There are so many stories attached to the flax flower.

· Every part of the plant is useful, making it a very stable and sustainable crop.

· Flax plant is cultivated for its seeds, fiber, and for ornamental use.

· The fabric, linen, made from its stem, is naturally anti-bacterial and helps reduce bacterial and fungal growth.

· The flax seeds are heavy in fiber and Omega-3 fatty acids.

· Having flax seeds on a regular basis may help prevent some forms of Cancer.

· The seed of the flax plant is poisonous in its raw form. However, when cooked, it is extremely nutritious.

· The oil extracted from the seeds is one of the oldest known commercial oil.

· The flax seed oil also provides relief in coughs, colds, sore throats, inflammations, burns, and more.

· The common flax is also used to make eyewash to soothe irritated eyes.
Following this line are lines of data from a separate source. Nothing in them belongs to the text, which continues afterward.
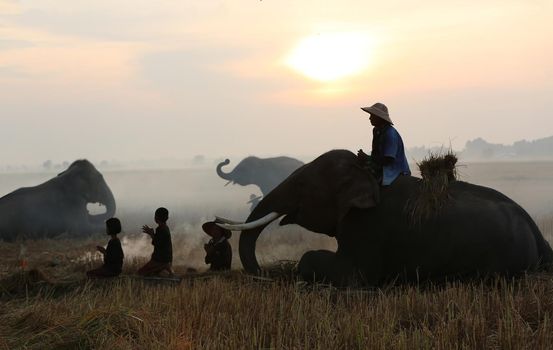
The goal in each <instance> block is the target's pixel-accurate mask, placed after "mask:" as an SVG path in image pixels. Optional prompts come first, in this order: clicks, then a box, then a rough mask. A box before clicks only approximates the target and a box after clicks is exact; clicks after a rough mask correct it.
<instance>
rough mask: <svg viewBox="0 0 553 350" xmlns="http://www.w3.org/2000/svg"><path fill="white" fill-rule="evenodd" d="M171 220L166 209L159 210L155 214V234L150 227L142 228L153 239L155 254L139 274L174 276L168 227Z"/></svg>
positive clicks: (151, 228)
mask: <svg viewBox="0 0 553 350" xmlns="http://www.w3.org/2000/svg"><path fill="white" fill-rule="evenodd" d="M168 219H169V211H168V210H167V209H165V208H158V209H157V210H156V212H155V214H154V220H155V222H156V223H157V224H158V226H157V228H156V230H155V232H154V229H153V228H151V227H149V226H148V225H144V226H142V232H144V233H147V234H148V235H150V237H152V245H153V246H154V252H153V253H152V257H151V259H150V261H148V263H146V265H144V266H142V267H141V268H140V269H139V270H138V272H137V273H138V274H139V275H142V276H154V275H158V274H160V273H161V272H167V273H169V275H170V276H172V275H173V269H172V268H171V264H172V262H173V245H172V243H171V231H169V227H168V226H167V220H168Z"/></svg>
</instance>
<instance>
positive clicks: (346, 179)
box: [221, 150, 553, 285]
mask: <svg viewBox="0 0 553 350" xmlns="http://www.w3.org/2000/svg"><path fill="white" fill-rule="evenodd" d="M420 188H421V179H420V178H416V177H413V176H400V177H398V178H397V179H396V180H395V181H394V183H393V184H392V185H391V186H384V187H380V186H379V184H378V183H377V181H376V180H375V178H374V176H372V175H371V174H370V173H369V172H367V171H366V170H365V169H363V168H362V166H361V165H360V164H359V162H358V159H357V156H356V155H355V154H353V153H351V152H349V151H345V150H333V151H330V152H327V153H325V154H323V155H321V156H320V157H318V158H317V159H315V160H314V161H312V162H311V163H308V164H306V165H304V166H302V167H301V168H299V169H298V170H296V171H295V172H294V173H293V174H292V175H290V176H289V177H288V178H287V179H286V180H284V181H283V182H282V183H281V184H280V185H278V186H277V187H276V188H275V189H274V190H273V191H271V192H270V193H269V194H267V195H266V196H265V197H264V198H263V200H262V201H261V202H260V203H259V204H258V205H257V207H256V208H255V209H254V210H253V212H252V213H251V214H250V215H249V217H248V218H247V219H246V221H245V224H233V223H230V220H227V221H228V222H229V223H228V224H221V225H222V226H224V227H225V228H228V229H233V230H242V234H241V235H240V243H239V253H240V259H241V261H242V264H243V266H244V268H245V269H246V270H247V271H248V272H250V273H260V272H261V268H260V266H259V264H258V262H257V259H256V256H255V246H256V241H257V238H258V237H259V235H260V234H261V232H262V231H263V229H264V228H265V227H266V226H267V225H268V224H269V223H271V222H272V221H274V220H276V219H277V218H280V217H283V218H282V220H281V221H280V225H287V224H298V225H300V226H302V227H304V228H306V229H308V230H310V231H313V232H317V233H321V234H326V235H329V236H332V237H335V238H336V240H337V243H338V249H337V251H336V252H332V251H327V250H317V251H308V252H307V253H305V254H304V255H303V257H302V259H301V260H300V262H299V264H298V270H299V272H300V274H301V275H302V276H303V278H305V279H307V280H310V281H325V282H330V283H333V284H335V285H348V284H351V283H359V282H361V283H364V284H368V285H380V284H382V283H385V282H387V281H389V280H392V279H396V278H399V279H401V280H404V281H418V280H425V279H430V280H444V279H450V278H459V277H468V276H470V277H472V276H481V275H495V274H500V275H514V274H519V273H522V272H525V271H531V270H535V269H540V268H543V267H545V266H549V265H550V264H551V263H552V262H553V251H552V250H551V247H550V246H549V244H548V243H547V241H546V240H545V239H544V238H543V236H542V234H541V232H540V230H539V229H538V227H537V226H536V224H535V222H534V221H533V220H532V218H531V217H530V216H529V215H528V213H527V212H526V211H525V210H524V209H522V208H521V207H520V206H519V205H518V204H517V203H515V202H514V201H513V200H511V199H509V198H508V197H506V196H505V195H503V194H502V193H500V192H498V191H496V190H493V189H491V188H487V187H483V186H478V185H473V184H470V183H467V182H463V181H453V182H450V183H449V184H448V200H447V201H446V202H445V204H444V205H443V207H442V208H440V210H439V211H438V213H437V214H436V215H433V216H431V217H422V218H421V221H420V224H419V225H412V222H411V217H410V215H409V213H408V212H407V211H406V210H405V207H406V205H407V203H408V201H409V199H410V198H414V197H415V196H416V195H417V194H418V193H419V191H420Z"/></svg>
· The oil is known to have calming and soothing effect on people, helping with depression and anxiety.

· The roots of the plant are used to make an infusion which strengthens eye-sight.

· The vegans or people with egg allergies can use the ground flax seed as egg substitute.

· Modern food like crackers and oat meals has ground flax seed in them.

· The fiber made from its stem is also used to make paper, baskets, mats, strings, nets, etc.

· Flax is an emblem of Northern Ireland. It appeared on the reverse of the British one-pound coin to represent Northern Ireland on coins.

· Flax is Belarus’s National Flower.

· The bright blue flowers of the flax plant appear on the emblem of Belarus.

· Belarus has folk songs in its honor.

· The conditions in Belarus are perfect for flax cultivation. The people there have been growing flax for more than 200 years.

Best time to gift someone Flax flowers

As flax flower meaning and symbolization represents purity and domestication, they can be given to newlyweds to honor their new home. They can be added in bridal bouquets and in wedding decorations. There is no particular time to gift the flax flowers. They can be gifted on any occasion, adding an azure pop to a bouquet.


Growing densely in gardens and meadows, the flax flowers make a vibrant blue backdrop. The blanket of blue flowers often looks as if the sky has descended upon the garden. They can be grown in large drifts to mimic their natural carpet-like growth. Flax flowers are well-suited in the front of perennial borders, rock gardens, meadows, cottage garden settings, and curbside.